You are viewing a plain text version of this content. The canonical link for it is here.
Posted to user@hive.apache.org by Adarsh Sharma <ad...@orkash.com> on 2011/01/04 08:31:07 UTC

Data for Testing in Hadoop

Dear all,

Designing the architecture is very important for the Hadoop in 
Production Clusters.

We are researching to run Hadoop in Cloud in Individual Nodes and in 
Cloud Environment ( VM's ).

For this, I require some data for testing.

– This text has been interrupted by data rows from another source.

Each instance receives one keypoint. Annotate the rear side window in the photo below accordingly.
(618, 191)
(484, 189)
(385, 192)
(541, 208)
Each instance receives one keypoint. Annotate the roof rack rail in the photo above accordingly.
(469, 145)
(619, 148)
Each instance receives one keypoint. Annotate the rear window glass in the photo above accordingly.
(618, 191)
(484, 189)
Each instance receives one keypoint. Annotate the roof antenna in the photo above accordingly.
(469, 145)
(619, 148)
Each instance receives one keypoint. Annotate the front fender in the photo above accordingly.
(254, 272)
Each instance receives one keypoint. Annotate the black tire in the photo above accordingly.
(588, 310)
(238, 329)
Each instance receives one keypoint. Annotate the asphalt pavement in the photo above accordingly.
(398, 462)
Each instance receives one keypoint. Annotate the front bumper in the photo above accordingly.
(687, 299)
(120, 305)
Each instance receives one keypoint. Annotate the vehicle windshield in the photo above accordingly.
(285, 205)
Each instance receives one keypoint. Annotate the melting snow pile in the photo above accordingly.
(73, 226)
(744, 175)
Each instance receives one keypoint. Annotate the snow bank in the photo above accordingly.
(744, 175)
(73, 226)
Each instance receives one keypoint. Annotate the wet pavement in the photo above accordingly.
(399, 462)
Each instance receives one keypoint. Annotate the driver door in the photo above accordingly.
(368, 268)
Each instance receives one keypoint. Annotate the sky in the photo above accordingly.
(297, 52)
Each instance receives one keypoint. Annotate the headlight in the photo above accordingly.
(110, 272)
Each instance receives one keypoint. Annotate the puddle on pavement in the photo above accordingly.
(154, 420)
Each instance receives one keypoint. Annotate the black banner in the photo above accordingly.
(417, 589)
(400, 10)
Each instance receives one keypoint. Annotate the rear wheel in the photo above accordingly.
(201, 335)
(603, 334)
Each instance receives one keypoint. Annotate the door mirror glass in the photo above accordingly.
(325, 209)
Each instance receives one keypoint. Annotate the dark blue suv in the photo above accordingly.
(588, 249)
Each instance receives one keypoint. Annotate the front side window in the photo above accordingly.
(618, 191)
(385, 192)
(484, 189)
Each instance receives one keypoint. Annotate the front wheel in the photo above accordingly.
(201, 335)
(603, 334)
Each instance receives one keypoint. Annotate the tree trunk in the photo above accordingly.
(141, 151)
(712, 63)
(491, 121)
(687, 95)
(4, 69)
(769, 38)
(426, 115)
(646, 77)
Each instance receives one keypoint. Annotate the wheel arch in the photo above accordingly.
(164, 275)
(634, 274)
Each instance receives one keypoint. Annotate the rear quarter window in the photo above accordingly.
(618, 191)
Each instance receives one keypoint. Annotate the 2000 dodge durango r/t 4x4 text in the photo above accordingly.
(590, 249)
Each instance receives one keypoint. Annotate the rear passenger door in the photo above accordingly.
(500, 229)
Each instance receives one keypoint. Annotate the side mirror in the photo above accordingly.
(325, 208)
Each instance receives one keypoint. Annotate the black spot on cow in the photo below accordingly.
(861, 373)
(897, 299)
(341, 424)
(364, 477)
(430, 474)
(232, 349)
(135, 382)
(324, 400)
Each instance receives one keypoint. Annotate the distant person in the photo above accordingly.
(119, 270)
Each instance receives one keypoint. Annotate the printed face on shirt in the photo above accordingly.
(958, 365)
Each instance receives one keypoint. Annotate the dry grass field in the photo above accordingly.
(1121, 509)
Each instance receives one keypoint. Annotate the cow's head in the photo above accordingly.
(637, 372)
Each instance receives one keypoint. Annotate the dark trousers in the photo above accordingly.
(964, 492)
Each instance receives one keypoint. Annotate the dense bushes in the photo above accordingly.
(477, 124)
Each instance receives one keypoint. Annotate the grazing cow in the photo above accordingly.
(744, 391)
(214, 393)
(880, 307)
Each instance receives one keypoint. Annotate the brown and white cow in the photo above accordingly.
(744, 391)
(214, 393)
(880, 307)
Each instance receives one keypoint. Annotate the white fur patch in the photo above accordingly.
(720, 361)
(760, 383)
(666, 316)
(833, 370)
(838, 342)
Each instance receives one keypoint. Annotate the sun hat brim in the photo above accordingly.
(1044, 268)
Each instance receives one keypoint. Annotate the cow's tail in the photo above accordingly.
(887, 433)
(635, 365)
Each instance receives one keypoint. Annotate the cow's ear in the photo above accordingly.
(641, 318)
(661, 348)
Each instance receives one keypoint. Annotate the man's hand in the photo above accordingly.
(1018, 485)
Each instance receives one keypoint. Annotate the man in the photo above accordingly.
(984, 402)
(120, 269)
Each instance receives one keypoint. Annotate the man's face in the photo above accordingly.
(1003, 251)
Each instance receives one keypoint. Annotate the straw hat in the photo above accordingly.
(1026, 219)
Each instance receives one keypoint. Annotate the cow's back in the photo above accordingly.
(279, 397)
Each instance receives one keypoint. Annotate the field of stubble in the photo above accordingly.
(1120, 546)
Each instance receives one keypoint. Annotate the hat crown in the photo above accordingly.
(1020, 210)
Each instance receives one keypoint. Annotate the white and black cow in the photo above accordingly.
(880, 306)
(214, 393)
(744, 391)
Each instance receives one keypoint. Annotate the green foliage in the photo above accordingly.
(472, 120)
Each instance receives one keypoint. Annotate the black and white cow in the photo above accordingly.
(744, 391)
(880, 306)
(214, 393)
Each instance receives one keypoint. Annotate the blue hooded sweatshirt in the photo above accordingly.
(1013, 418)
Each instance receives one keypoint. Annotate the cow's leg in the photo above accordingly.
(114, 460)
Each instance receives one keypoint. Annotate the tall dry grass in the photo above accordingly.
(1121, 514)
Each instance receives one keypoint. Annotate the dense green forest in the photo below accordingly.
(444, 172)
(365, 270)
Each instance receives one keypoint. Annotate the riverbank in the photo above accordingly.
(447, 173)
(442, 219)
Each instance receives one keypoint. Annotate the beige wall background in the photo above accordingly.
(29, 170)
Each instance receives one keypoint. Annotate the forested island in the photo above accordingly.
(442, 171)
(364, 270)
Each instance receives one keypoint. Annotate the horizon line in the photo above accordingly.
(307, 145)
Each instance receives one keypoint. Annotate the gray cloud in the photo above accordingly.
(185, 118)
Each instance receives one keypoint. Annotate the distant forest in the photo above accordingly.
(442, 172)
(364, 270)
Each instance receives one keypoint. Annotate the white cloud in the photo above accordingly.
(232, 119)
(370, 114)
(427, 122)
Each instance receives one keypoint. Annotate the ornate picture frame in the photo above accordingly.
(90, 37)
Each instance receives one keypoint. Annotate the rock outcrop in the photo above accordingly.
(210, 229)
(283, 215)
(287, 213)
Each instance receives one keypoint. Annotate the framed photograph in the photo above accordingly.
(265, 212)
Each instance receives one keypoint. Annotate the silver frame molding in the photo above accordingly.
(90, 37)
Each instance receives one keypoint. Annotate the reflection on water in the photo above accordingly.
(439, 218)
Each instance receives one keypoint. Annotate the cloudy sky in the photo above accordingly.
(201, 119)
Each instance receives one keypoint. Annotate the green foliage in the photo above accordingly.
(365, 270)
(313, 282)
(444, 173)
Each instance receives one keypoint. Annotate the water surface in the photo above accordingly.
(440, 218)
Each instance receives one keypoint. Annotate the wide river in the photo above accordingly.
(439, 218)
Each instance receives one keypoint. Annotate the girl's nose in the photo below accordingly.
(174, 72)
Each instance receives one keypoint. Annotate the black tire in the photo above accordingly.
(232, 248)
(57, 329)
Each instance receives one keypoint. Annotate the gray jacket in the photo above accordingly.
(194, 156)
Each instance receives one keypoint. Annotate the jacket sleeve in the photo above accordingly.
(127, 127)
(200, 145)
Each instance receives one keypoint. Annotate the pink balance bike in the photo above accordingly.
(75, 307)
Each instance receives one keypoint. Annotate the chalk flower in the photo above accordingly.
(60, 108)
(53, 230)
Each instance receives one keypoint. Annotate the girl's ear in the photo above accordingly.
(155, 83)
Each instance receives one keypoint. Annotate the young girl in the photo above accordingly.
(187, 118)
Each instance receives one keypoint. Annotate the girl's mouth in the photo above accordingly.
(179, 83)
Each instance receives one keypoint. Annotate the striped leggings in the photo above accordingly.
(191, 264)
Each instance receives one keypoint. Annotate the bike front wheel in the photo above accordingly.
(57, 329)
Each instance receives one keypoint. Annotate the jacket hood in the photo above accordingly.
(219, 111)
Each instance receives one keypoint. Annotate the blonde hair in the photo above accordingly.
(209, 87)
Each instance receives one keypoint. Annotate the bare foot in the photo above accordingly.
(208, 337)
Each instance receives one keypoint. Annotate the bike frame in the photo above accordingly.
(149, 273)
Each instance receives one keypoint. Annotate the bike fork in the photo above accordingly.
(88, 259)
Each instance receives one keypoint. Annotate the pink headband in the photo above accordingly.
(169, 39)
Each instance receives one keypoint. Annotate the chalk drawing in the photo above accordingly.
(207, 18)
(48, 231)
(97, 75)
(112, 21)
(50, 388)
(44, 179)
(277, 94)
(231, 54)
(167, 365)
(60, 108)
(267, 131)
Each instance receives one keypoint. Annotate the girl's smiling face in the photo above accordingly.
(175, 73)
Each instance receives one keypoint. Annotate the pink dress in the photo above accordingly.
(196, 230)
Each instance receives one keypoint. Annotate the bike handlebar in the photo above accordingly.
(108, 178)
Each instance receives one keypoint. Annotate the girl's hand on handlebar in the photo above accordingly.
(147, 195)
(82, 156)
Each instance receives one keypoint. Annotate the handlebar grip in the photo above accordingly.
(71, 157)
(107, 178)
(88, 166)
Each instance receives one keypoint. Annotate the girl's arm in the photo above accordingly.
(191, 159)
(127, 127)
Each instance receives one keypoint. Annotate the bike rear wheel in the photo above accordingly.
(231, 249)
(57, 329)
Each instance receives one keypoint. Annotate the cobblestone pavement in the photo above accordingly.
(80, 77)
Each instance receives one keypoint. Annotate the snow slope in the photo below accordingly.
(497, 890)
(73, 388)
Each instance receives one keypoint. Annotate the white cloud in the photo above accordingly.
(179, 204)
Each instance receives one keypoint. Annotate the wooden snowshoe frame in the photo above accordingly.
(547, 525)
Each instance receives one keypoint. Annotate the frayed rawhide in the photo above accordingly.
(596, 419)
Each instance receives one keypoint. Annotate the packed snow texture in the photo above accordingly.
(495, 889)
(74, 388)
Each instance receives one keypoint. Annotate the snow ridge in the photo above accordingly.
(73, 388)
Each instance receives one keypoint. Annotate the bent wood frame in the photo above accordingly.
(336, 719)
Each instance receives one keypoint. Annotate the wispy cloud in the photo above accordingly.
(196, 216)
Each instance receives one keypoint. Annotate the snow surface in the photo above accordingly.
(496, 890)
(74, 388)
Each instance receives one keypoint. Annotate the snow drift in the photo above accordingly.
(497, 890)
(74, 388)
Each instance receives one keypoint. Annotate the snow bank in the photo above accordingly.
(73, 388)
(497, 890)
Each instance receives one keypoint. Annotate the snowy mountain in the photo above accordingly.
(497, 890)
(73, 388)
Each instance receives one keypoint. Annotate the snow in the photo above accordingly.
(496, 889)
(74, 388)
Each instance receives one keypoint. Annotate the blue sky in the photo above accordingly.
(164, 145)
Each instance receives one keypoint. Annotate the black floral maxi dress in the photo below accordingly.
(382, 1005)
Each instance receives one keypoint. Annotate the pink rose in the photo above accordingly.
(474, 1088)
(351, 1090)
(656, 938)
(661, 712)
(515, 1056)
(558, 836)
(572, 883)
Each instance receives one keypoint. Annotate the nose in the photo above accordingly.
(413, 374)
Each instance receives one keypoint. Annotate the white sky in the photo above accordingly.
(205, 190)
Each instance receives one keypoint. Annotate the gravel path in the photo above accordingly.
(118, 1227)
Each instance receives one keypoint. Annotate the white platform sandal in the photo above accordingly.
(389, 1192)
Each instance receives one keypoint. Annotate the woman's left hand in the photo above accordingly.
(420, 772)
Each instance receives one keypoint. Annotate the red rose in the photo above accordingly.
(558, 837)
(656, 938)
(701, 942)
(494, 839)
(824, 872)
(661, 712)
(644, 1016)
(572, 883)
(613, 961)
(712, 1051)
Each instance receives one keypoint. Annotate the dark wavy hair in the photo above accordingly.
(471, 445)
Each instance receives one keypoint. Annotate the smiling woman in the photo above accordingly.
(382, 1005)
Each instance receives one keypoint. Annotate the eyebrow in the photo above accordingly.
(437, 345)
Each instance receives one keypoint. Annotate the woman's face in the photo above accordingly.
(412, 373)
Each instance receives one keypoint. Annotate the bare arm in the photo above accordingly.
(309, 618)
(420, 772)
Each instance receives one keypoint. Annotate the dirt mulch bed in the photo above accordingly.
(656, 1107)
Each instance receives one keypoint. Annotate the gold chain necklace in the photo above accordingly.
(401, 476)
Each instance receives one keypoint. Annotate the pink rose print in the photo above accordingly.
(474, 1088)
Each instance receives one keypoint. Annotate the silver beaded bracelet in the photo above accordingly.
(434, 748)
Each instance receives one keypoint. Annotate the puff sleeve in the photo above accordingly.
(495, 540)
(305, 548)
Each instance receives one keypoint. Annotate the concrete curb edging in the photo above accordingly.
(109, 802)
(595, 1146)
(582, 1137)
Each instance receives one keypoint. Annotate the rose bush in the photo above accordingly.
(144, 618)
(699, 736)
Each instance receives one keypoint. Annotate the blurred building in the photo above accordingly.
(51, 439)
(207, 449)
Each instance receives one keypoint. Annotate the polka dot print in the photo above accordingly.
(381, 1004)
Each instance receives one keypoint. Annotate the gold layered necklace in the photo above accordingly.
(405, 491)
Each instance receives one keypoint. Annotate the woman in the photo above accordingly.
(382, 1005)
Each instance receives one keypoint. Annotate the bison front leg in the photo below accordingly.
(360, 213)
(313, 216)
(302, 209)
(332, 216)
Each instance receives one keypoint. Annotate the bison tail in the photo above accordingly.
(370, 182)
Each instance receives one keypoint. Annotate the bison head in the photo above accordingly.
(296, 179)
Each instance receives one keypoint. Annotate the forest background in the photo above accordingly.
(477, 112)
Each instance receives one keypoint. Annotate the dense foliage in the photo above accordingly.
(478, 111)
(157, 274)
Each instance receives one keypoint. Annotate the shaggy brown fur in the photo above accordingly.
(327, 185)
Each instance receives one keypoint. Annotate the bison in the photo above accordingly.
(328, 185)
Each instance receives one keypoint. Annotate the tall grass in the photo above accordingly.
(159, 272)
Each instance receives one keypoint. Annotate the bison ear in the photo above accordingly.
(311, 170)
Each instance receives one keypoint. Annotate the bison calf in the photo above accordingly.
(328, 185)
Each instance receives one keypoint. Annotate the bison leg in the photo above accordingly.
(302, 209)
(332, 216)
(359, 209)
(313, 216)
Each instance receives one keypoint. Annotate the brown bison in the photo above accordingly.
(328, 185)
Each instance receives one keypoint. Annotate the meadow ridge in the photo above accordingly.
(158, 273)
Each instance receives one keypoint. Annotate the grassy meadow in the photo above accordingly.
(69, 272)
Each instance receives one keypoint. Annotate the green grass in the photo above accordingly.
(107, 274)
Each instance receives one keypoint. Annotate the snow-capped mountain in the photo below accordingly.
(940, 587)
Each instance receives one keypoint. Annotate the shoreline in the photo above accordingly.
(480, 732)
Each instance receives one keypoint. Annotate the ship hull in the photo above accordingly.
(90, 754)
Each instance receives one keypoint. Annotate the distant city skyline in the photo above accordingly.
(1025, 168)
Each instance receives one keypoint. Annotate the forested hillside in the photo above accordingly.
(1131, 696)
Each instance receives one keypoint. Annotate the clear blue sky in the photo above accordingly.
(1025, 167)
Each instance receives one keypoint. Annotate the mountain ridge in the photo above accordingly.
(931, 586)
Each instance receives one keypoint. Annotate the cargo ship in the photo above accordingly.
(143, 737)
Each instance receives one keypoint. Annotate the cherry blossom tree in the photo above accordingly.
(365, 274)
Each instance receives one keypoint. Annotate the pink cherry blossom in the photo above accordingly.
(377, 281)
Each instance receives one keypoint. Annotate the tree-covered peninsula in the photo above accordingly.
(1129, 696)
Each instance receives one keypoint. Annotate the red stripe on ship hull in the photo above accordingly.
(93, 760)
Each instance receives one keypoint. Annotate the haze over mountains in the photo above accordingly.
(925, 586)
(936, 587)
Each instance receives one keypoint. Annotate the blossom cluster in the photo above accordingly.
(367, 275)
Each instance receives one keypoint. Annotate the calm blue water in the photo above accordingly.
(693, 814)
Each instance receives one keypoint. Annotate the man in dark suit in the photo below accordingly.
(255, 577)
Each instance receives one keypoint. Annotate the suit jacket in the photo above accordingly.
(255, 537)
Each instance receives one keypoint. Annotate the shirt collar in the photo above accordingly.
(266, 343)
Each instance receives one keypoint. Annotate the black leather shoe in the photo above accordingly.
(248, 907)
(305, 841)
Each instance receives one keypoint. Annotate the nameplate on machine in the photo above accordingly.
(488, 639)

Would anyone send me some 
links for data of different sizes ( 10Gb, 20GB, 30 Gb , 50GB ) .
I shall be grateful for this kindness.


Thanks & Regards

Adarsh Sharma


Re: Data for Testing in Hadoop

Posted by Dave Viner <da...@gmail.com>.
How about http://aws.amazon.com/datasets?_encoding=UTF8&jiveRedirect=1 ?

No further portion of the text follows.